“Stanotte ho avuto un brutto incidente, sto bene ma sono stato meglio!”. In un post su Facebook Niko Pandetta, cantante neomelodico catanese, ha tranquillizzato i suoi fan dopo il terribile incidente fatto durante la notte.

La sua auto è distrutta e la rabbia è tanta soprattutto per la dinamica che il cantante stesso denuncia: “Una Fiat Punto ci ha inseguito per oltre 1km riuscendo a farci perdere il controllo dell’auto.
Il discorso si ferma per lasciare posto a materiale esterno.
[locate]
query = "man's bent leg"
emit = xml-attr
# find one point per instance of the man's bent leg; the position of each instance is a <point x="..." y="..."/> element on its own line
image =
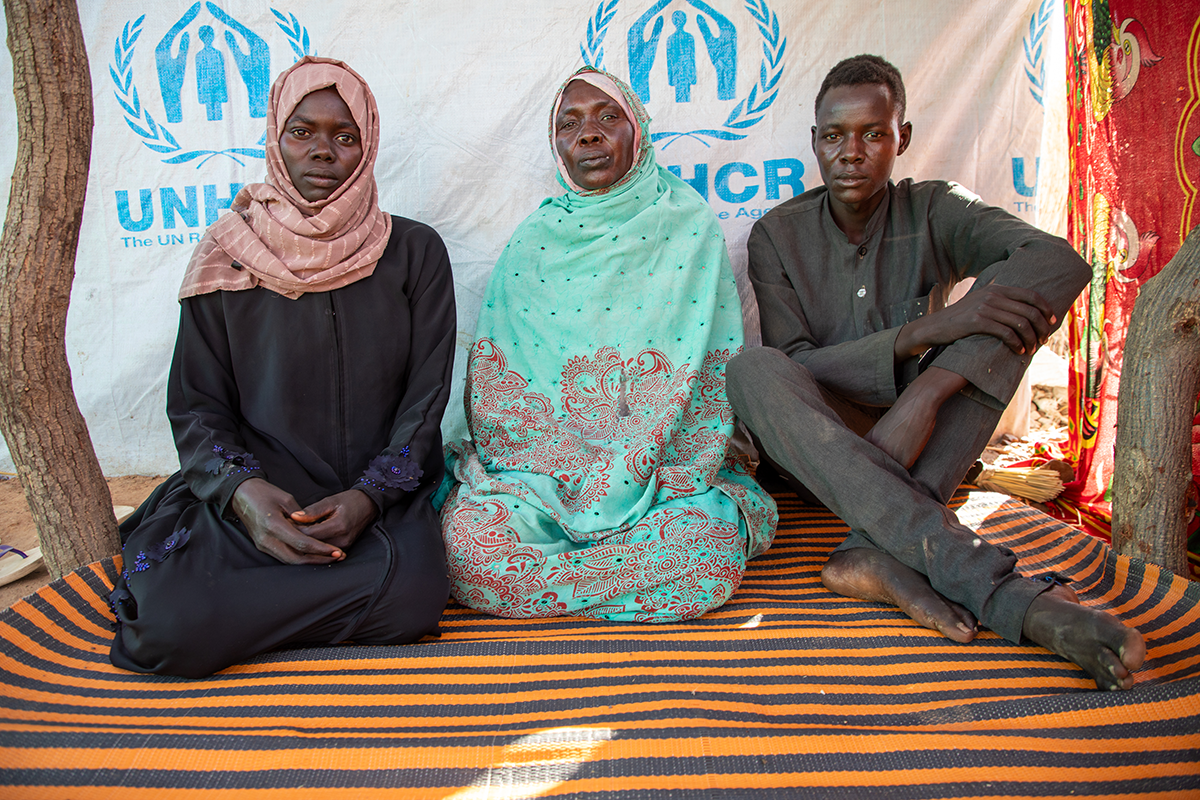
<point x="781" y="402"/>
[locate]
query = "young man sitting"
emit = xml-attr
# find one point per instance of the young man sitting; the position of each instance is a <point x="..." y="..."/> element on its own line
<point x="875" y="397"/>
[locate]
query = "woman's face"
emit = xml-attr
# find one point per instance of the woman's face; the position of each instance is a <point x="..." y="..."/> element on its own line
<point x="593" y="137"/>
<point x="321" y="144"/>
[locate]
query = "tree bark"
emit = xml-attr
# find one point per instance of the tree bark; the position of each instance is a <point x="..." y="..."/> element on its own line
<point x="39" y="415"/>
<point x="1156" y="404"/>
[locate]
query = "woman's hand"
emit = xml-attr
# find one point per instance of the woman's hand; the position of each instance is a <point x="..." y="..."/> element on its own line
<point x="267" y="511"/>
<point x="339" y="518"/>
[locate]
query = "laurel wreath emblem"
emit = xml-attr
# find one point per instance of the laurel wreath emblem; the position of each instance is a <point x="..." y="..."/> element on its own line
<point x="749" y="110"/>
<point x="156" y="136"/>
<point x="1036" y="65"/>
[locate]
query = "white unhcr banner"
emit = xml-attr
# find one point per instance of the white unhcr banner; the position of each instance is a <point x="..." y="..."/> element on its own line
<point x="463" y="91"/>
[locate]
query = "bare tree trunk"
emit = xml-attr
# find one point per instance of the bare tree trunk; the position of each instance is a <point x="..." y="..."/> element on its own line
<point x="1156" y="405"/>
<point x="39" y="415"/>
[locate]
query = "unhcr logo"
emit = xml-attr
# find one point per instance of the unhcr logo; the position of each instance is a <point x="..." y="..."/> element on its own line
<point x="708" y="71"/>
<point x="213" y="74"/>
<point x="195" y="72"/>
<point x="676" y="42"/>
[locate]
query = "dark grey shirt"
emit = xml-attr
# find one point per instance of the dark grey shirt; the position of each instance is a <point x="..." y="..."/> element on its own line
<point x="838" y="307"/>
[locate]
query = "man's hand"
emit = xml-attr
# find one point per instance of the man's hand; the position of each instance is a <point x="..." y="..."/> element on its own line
<point x="339" y="518"/>
<point x="1020" y="318"/>
<point x="264" y="509"/>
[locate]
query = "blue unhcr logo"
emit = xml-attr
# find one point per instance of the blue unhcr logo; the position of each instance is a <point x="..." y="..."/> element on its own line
<point x="647" y="46"/>
<point x="245" y="50"/>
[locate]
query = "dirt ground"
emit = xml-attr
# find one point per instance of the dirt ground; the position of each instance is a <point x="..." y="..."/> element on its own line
<point x="17" y="525"/>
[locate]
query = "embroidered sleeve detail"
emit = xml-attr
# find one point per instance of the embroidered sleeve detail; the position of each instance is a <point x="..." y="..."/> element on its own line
<point x="388" y="471"/>
<point x="156" y="553"/>
<point x="231" y="461"/>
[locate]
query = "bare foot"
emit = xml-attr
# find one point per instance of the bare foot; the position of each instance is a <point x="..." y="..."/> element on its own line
<point x="1102" y="644"/>
<point x="871" y="575"/>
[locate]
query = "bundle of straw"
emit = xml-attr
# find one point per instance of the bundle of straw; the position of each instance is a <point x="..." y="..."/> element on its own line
<point x="1037" y="483"/>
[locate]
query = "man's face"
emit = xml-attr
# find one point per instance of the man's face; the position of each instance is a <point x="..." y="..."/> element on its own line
<point x="857" y="138"/>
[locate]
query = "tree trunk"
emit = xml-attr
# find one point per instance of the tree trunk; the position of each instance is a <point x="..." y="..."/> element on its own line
<point x="1156" y="404"/>
<point x="39" y="415"/>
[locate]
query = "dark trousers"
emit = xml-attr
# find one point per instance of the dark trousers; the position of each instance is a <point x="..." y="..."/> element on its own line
<point x="810" y="435"/>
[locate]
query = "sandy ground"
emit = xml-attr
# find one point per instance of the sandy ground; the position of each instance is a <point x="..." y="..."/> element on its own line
<point x="17" y="525"/>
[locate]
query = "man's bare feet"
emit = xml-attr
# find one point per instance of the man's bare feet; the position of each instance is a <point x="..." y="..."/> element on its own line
<point x="1102" y="644"/>
<point x="871" y="575"/>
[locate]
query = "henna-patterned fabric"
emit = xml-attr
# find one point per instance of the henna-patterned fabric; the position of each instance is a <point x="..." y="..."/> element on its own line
<point x="597" y="480"/>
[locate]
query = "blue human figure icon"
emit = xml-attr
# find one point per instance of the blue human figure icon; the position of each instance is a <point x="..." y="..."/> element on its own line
<point x="642" y="49"/>
<point x="723" y="48"/>
<point x="172" y="68"/>
<point x="253" y="64"/>
<point x="210" y="84"/>
<point x="682" y="59"/>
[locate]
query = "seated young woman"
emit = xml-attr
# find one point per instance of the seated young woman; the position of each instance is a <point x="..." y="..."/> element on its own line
<point x="306" y="392"/>
<point x="597" y="481"/>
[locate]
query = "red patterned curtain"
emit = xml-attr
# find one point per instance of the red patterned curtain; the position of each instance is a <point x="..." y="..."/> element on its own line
<point x="1133" y="72"/>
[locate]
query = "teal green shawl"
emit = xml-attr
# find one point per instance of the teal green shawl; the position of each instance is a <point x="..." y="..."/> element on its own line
<point x="595" y="389"/>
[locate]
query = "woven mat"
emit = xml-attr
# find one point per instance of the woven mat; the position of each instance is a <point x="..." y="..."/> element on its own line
<point x="787" y="691"/>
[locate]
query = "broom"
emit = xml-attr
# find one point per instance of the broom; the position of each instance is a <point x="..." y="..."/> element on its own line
<point x="1037" y="483"/>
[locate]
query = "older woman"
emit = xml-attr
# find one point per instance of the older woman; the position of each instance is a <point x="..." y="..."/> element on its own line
<point x="598" y="482"/>
<point x="306" y="392"/>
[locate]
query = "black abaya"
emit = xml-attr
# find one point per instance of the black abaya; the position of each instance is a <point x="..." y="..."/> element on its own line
<point x="331" y="391"/>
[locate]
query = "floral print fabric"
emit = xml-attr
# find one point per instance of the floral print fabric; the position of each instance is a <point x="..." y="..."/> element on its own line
<point x="597" y="481"/>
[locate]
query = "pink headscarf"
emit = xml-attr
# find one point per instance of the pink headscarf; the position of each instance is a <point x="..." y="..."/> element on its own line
<point x="276" y="238"/>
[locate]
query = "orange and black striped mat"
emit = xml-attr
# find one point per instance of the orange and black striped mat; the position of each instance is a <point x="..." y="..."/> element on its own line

Non ci hanno soccorso, non so chi fossero, non so cosa volessero, so soltanto che mi sento seguito, perseguitato, preso di mira!”, ha continuato nel post.

Giusto un anno fa gli fu impedito di esibirsi in un locale di Bollate per il fatto di essere il nipote di Salvatore Cappello, detenuto da 20 anni al 41 bis. Ma il cantante ha sempre preso le distanze dal mondo della mafia, pur non rinnegando l’affetto per quello zio a cui ha dedicato una canzone, dal titolo “Dedicata a te”. L’amministrazione comunale di Bollate si oppose al concerto giudicando il cantante “diseducativo per le giovani generazioni del territorio”. “Niko Pandetta, tristemente conosciuto per le sue inaccettabili esternazioni sulla Mafia, dedicando canzoni ai ‘poveri’ detenuti sottoposti al regime carcerario duro, inneggiato all’omertà e al non essere ‘infami’. Affermazioni inaccettabili e che son ben lontane dallo spirito di legalità, giustizia ed educazione al senso civico e alla cittadinanza attiva che la comunità bollatese promuove”, aveva scritto in una nota l’amministrazione bollatese.

“Non è giusto continuare a ghettizzarmi per il mio passato criminale. Ho chiuso con quella vita e ho scelto la via della musica neomelodica per riscattarmi e fare qualcosa di buono anche per gli altri”, rispose Pandetta che aveva organizzato quel concerto per finanziare l’acquisto di una sedia a rotelle per uno dei suoi fan. Poi il concerto si tenne in un altro locale.